Литмир - Электронная Библиотека

Но всё это было уже потом. А сейчас мы перешли к самой ответственной вехе нашей работы на выезде. В общем-то, подошел я один. Предстояло делать те самые чудовищной мощности взрывы – по штуке в день. Взрывчатка была сложена неподалеку, палатка разбита, провода протянуты. В работе как таковой никто и ничем помочь мне больше не мог. Я переложил на помощничков все бытовые хлопоты – приготовление еды, мытье посуды, наведение порядка в палатке и окрестностях, – а сам полностью сосредоточился на подготовке зарядов, на равномерном распределении детонаторов среди шашек со взрывчаткой, на правильном их соединении. Каждую отдельную связку шашек следовало забросить как можно дальше в воду и поблизости от остальных, но притом осторожно: чтобы, не дай Бог! не повредить соединения проводов. Потом всё надо было проверить и перепроверить, потому что, в случае неудачного взрыва, переделывать двухтонный заряд можно до вечера, и твое счастье, если успеешь справиться с этим до конца рабочего дня. Но выговора все равно будет не избежать.

Когда-нибудь всему наступает конец. Мы закончили наши неблаговидные труды и ждали приезда Сулеймана, который на свою раздолбанную бортовую «шестьдесят первую» должен был забрать нас, остатки взрывчатки, палатку и снаряжение. Но Сулейману надо было сперва свернуть свой собственный лагерь, и до нас он добрался довольно поздно. Наступал вечер, и надо было спешить. Мы побросали вещи в кузов, Али с Рахимом забрались на борт. Туда же, недобро осклабясь, Сулейман пересадил своего собственного помощника, освободив место в кабине для меня. На самом деле я и сам не отказался бы проехаться вместе с рабочими наверху, в кузове, держась за крышу кабины, чувствуя, как ветер забрасывает назад иссушенные солнцем волосы, глядя на меняющиеся с каждым мгновением вечерние картины предгрозовых гор. Но это было бы нарушением субординации, и поэтому такой ложно понятый демократизм в условиях Кавказа воспринимался бы как покушение на статус Сулеймана, Фамиля, Тагира – всех взрывников, техников, инженеров, чье место было в кабине, если она не была уже занята кем-то другим из той же группы.

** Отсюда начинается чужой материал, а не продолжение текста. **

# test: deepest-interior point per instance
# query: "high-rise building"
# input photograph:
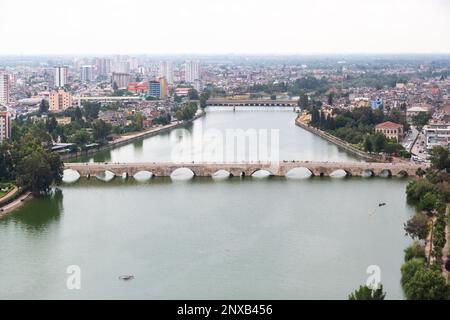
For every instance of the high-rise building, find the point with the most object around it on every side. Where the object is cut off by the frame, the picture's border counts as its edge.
(166, 71)
(158, 88)
(154, 89)
(192, 71)
(133, 63)
(87, 73)
(5, 126)
(103, 66)
(61, 73)
(5, 88)
(59, 100)
(120, 79)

Впрочем, на сей раз мое стремление полюбоваться красотами довольно скоро всё равно пришло бы в столкновение с реальностью. Уже смеркалось, и начинался дождь, наши рабочие давно уже не стояли, а сидели на днище кузова, натянув на себя брезент, а мы только-только проехали мимо бывшего взрывпункта Сулеймана. Спускаясь по серпантину всё дальше вниз, ранними горными сумерками надо было добраться еще и до стоянки ненавидимого им Фамиля, чтобы забрать там его вещи. За Фамилем, как и за мной, не было закреплено собственного грузовика. Сам же он настолько не любил Сулеймана, что предпочел отправиться ночевать в близлежащую деревню, должно быть, к очередной любовнице, о чем и объявил без обиняков по рации. Когда мы нашли на обочине под выступом скалы его помощника с подготовленными к погрузке вещами, время близилось уже к десяти часам вечера, а мы еще не спустились в долину Вохчи. Только через час мы наконец проехали окраиной Кафана и добрались до шоссе, ведущего в Каджаран, но сперва проходящего мимо ущелья, где лежали Зейва геологов и Гехи азербайджанцев.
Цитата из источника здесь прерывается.